Gender-responsive budgeting improves policy effectiveness and coherence. Done well, it will also transform government accountability and transparency on gender and accelerate progress towards gender equality. It’s a no-brainer really.

Miranda Stewart said this in response:

Spoken as a true expert! You are right that the detailed work needed for gender impact analysis is time consuming and challenging, and issues arise about how to estimate costs and consider the data. It may be that a more targeted statement along specific government policy lines addressing gender inequality would be helpful. One issue I’m interested in highlighting is conflicting policies that undermine rather than reinforce overall policy goals.

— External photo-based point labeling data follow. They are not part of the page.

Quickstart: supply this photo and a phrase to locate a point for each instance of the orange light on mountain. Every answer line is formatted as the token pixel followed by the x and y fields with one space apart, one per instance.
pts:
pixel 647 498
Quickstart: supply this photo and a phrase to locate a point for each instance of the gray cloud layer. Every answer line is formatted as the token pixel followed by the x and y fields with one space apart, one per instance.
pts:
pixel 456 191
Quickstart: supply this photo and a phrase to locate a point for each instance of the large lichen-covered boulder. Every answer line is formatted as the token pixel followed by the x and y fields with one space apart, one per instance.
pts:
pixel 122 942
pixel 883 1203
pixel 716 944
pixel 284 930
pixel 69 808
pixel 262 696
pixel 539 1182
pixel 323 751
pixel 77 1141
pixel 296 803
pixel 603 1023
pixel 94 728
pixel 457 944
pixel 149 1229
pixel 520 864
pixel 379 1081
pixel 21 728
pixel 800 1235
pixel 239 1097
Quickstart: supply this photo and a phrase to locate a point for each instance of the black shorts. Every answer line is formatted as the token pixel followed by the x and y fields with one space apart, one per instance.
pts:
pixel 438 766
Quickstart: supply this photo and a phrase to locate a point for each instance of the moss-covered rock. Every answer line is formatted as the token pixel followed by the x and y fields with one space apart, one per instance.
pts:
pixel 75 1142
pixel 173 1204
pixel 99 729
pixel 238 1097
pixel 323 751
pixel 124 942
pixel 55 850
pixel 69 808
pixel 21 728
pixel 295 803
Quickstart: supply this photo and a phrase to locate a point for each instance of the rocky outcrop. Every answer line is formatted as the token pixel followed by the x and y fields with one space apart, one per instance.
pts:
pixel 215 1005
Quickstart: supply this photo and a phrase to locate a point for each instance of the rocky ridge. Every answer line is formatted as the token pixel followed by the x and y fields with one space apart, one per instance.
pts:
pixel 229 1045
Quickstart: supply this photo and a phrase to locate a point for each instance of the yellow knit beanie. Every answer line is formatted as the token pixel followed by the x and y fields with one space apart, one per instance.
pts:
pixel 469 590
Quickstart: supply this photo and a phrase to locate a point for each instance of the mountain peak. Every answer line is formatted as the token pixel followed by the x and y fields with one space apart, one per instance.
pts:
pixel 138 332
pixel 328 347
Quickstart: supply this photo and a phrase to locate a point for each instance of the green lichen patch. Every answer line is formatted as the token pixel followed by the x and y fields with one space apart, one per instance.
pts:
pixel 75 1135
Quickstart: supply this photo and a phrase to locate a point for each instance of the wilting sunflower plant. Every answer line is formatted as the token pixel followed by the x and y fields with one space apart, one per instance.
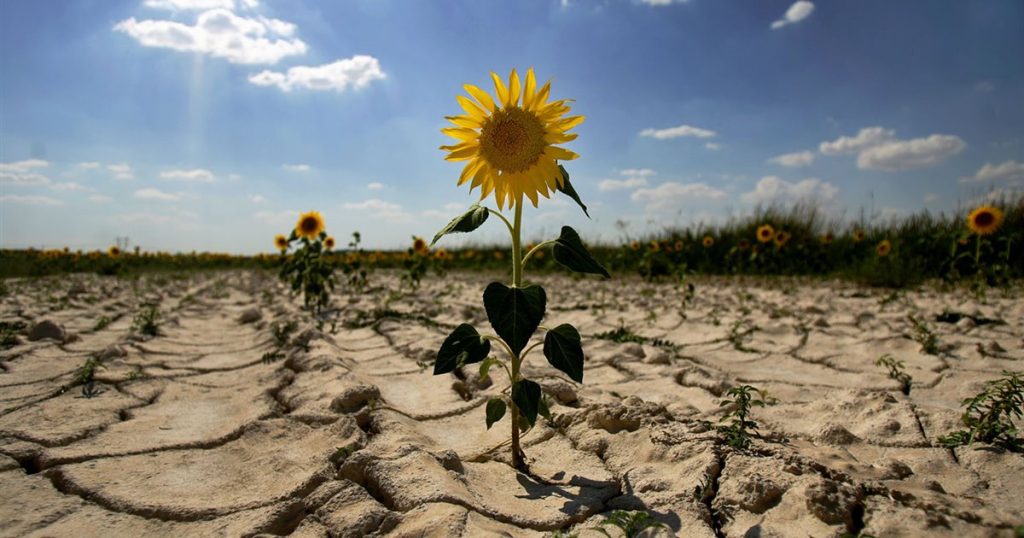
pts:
pixel 508 145
pixel 308 269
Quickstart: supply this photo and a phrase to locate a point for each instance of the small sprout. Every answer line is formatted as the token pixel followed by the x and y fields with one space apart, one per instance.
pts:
pixel 739 431
pixel 633 524
pixel 989 415
pixel 146 321
pixel 895 371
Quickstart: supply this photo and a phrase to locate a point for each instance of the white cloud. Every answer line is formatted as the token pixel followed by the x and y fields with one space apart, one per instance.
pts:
pixel 918 153
pixel 355 73
pixel 794 160
pixel 797 12
pixel 771 189
pixel 196 5
pixel 31 200
pixel 675 132
pixel 615 184
pixel 867 137
pixel 219 33
pixel 637 172
pixel 70 185
pixel 1007 170
pixel 286 216
pixel 121 171
pixel 155 194
pixel 379 208
pixel 197 175
pixel 671 194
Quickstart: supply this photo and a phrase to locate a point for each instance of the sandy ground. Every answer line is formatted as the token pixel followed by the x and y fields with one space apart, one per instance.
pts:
pixel 195 435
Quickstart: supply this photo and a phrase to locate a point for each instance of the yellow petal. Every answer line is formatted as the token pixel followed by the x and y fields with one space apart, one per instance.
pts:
pixel 480 95
pixel 463 133
pixel 464 121
pixel 529 90
pixel 514 88
pixel 500 89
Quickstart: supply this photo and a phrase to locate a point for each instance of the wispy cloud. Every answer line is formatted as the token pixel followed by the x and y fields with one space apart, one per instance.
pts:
pixel 797 12
pixel 1008 170
pixel 676 132
pixel 354 73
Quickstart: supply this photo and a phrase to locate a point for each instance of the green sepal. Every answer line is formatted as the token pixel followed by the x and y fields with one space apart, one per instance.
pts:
pixel 468 221
pixel 526 396
pixel 569 251
pixel 563 348
pixel 514 313
pixel 464 345
pixel 495 411
pixel 566 189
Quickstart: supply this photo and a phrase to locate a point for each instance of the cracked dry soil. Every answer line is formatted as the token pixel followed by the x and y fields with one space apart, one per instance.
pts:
pixel 194 433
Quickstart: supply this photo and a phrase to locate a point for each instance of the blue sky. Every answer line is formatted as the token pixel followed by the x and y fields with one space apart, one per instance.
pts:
pixel 210 124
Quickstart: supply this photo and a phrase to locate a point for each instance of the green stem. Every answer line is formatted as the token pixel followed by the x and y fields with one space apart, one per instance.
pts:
pixel 535 249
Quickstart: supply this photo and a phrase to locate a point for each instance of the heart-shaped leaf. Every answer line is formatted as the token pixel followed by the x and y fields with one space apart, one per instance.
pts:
pixel 569 251
pixel 566 189
pixel 464 345
pixel 468 221
pixel 495 411
pixel 526 396
pixel 562 347
pixel 514 313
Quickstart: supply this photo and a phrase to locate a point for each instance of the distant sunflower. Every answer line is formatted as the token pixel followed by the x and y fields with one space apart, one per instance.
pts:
pixel 984 219
pixel 420 245
pixel 781 238
pixel 309 225
pixel 884 248
pixel 510 145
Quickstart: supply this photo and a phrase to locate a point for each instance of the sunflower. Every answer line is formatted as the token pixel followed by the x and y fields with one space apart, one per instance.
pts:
pixel 419 245
pixel 781 238
pixel 281 242
pixel 510 145
pixel 884 248
pixel 309 225
pixel 984 219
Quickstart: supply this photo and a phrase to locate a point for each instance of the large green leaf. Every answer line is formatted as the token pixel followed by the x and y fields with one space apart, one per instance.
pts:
pixel 569 251
pixel 514 313
pixel 562 347
pixel 526 396
pixel 464 345
pixel 495 411
pixel 566 189
pixel 468 221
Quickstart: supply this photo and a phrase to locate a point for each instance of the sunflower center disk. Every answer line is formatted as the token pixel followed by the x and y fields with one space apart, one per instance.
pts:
pixel 512 139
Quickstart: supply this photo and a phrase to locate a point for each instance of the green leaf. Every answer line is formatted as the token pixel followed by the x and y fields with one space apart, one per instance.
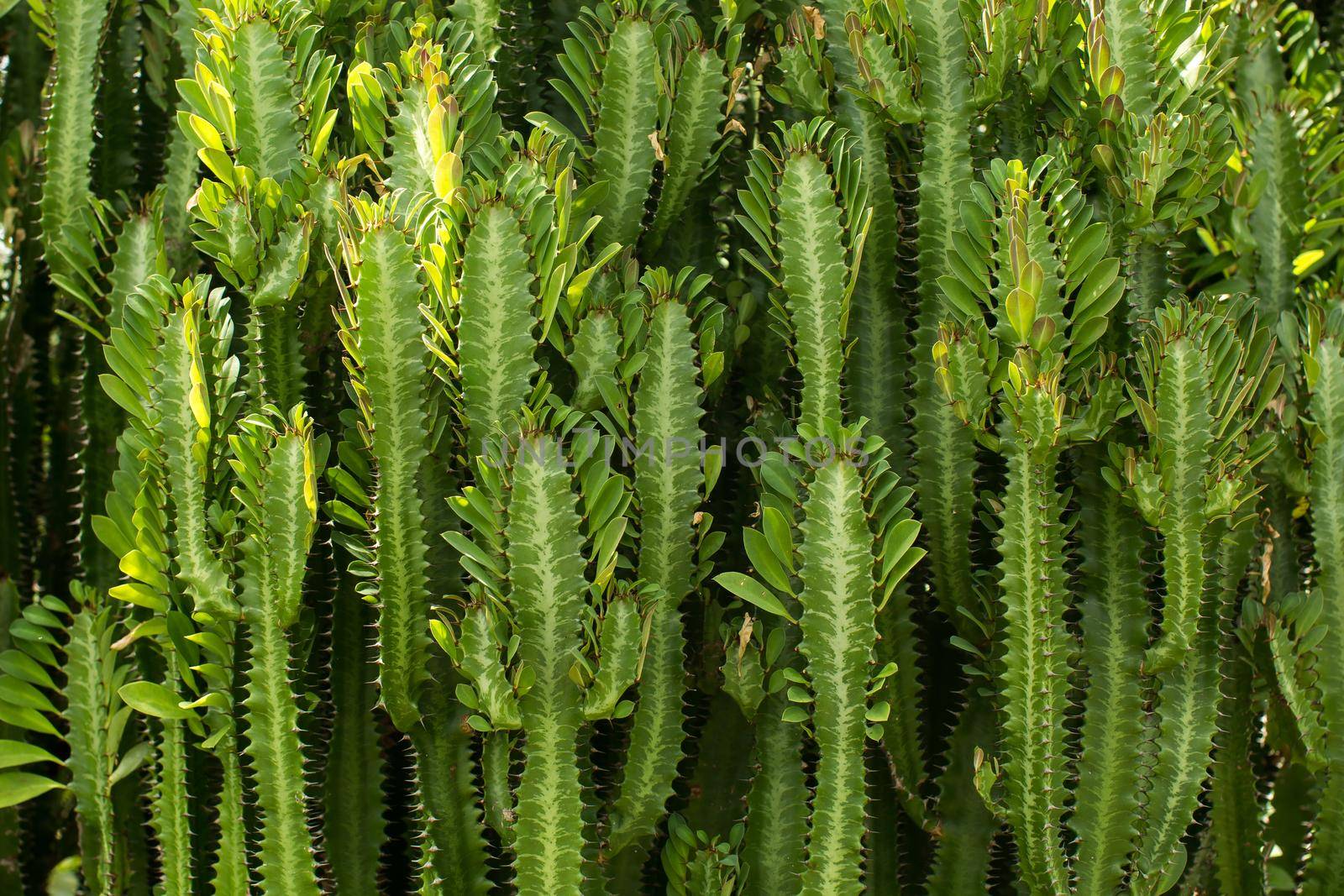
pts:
pixel 152 699
pixel 17 752
pixel 19 788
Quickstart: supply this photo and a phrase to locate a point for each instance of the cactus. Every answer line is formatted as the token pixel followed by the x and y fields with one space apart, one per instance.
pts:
pixel 638 446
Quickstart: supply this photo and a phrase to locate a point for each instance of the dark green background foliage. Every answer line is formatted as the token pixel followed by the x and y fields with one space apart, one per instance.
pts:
pixel 629 446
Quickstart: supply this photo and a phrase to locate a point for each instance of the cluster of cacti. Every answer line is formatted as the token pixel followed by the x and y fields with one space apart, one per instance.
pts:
pixel 620 446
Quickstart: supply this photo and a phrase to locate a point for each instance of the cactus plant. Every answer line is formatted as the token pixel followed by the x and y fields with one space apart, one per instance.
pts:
pixel 652 446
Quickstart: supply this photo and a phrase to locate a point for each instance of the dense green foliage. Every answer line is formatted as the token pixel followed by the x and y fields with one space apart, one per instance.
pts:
pixel 638 446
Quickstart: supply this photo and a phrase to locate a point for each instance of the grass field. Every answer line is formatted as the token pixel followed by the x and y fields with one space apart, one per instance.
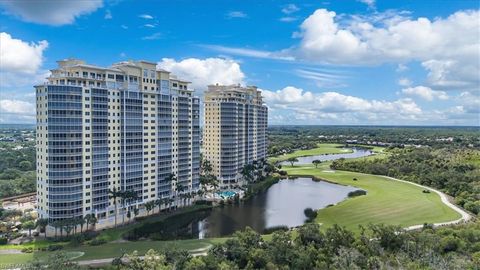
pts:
pixel 323 148
pixel 387 201
pixel 111 250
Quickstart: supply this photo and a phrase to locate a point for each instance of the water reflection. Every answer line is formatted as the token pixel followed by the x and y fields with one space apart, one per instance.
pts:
pixel 282 204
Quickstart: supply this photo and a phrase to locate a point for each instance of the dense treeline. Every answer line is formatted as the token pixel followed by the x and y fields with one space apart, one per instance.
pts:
pixel 454 171
pixel 17 168
pixel 376 247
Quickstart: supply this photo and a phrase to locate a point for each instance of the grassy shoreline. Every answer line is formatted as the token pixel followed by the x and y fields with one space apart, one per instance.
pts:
pixel 387 201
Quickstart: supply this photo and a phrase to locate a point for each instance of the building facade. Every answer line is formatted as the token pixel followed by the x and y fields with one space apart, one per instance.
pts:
pixel 128 127
pixel 235 130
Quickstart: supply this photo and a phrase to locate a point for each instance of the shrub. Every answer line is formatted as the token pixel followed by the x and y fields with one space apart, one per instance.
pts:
pixel 310 214
pixel 27 250
pixel 356 193
pixel 203 202
pixel 97 242
pixel 270 230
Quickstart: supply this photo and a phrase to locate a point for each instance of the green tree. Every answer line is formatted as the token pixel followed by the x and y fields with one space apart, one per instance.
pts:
pixel 42 223
pixel 29 225
pixel 149 206
pixel 316 162
pixel 114 194
pixel 292 160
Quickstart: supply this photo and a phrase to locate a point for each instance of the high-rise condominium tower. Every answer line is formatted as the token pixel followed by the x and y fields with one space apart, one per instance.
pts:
pixel 129 127
pixel 235 129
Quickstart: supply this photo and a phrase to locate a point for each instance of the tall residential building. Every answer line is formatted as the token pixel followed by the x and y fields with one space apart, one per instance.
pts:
pixel 125 127
pixel 235 129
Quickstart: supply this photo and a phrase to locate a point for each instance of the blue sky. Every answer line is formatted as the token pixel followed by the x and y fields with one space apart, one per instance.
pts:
pixel 317 62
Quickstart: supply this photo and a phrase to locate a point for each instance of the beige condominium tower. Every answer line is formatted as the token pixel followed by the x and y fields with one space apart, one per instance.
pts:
pixel 235 130
pixel 128 127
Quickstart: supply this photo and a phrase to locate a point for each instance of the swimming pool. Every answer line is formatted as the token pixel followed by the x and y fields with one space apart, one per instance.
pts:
pixel 226 194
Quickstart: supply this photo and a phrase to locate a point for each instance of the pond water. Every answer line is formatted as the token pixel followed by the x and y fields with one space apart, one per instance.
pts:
pixel 327 157
pixel 281 204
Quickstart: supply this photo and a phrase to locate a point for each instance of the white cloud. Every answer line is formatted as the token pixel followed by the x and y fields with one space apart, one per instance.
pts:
pixel 236 14
pixel 249 52
pixel 404 82
pixel 59 12
pixel 202 72
pixel 425 93
pixel 369 3
pixel 311 104
pixel 146 16
pixel 108 15
pixel 290 8
pixel 452 62
pixel 20 62
pixel 16 111
pixel 17 107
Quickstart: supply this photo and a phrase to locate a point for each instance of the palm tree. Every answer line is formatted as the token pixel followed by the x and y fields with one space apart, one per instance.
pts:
pixel 55 225
pixel 179 189
pixel 127 196
pixel 159 203
pixel 81 221
pixel 29 225
pixel 292 160
pixel 43 223
pixel 114 194
pixel 316 162
pixel 93 220
pixel 88 219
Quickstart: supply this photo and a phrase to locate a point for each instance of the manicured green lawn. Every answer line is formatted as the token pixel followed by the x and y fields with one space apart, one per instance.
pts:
pixel 323 148
pixel 387 201
pixel 116 249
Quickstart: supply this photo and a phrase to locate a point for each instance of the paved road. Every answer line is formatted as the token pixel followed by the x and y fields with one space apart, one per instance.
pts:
pixel 100 262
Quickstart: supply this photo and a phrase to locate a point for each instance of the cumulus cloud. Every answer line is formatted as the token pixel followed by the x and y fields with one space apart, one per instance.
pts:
pixel 108 15
pixel 146 16
pixel 288 19
pixel 236 14
pixel 306 105
pixel 452 62
pixel 425 93
pixel 369 3
pixel 404 82
pixel 290 8
pixel 202 72
pixel 55 13
pixel 20 56
pixel 21 61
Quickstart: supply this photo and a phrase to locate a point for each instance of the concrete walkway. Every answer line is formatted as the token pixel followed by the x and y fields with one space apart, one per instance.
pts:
pixel 465 215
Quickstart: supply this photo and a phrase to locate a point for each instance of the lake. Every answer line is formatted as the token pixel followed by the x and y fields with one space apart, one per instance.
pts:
pixel 327 157
pixel 281 204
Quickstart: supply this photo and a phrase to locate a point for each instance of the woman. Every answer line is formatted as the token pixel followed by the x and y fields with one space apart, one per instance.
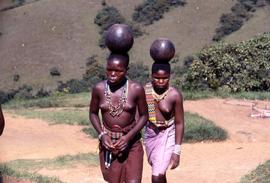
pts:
pixel 2 121
pixel 165 128
pixel 121 152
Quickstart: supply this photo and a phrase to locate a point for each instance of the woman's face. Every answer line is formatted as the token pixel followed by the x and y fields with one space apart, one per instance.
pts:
pixel 116 71
pixel 161 79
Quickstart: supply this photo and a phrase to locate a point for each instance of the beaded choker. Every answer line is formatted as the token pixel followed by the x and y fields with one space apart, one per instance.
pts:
pixel 151 97
pixel 119 108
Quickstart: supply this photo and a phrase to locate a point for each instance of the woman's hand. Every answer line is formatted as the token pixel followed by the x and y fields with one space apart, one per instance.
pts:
pixel 107 142
pixel 175 160
pixel 122 143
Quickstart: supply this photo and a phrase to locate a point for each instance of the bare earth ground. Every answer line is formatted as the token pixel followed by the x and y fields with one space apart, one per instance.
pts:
pixel 225 162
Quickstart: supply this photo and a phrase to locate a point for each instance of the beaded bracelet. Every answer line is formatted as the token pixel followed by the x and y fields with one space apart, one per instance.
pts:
pixel 101 134
pixel 177 149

Graeme Bowman shared his views on patriarchal culture and how that can influence life:

The need for a women’s budget, and hence the empowerment of girls and women, reflects a mega-trend that is gradually moving us away from the world’s dominant ‘human operating system’, which grew out of the archaic and toxic values of patriarchy. (Just to be clear, patriarchy is not synonymous with ‘men’, and the absence of patriarchy does not mean it is replaced by matriarchy.)

Trying to change the world without understanding patriarchy is like trying to go to the moon without understanding gravity. While it may not always be apparent amid the confusion and complexity of everyday life and business, we are, I believe, experiencing a global transition towards a non-patriarchal future, where a different set of values – far more congruent with the way our planet works – will govern human behaviour and decision making.


Pi and its part in the most beautiful formula in mathematics

Finally, Pi Day may have passed us by, but Neil Ruedlinger has provided a mathematical excuse to eat pie:

I went a bit extra nerdy and calculated the other day that on Pi Day, the best approximate time to consume a pie or a pizza, would be: 3:08:30pm.

How did I calculate this? Well from 3.14159265358979323… taking away the 3 for 3pm, leaves 0.14159265358979323… multiplied by 60 gives:8.4955592153875938 taking away 8 leaves 0.4955592153875938… multiplied by 60 gives 29.733552923255628, which we may be excused in rounding up to 30 seconds?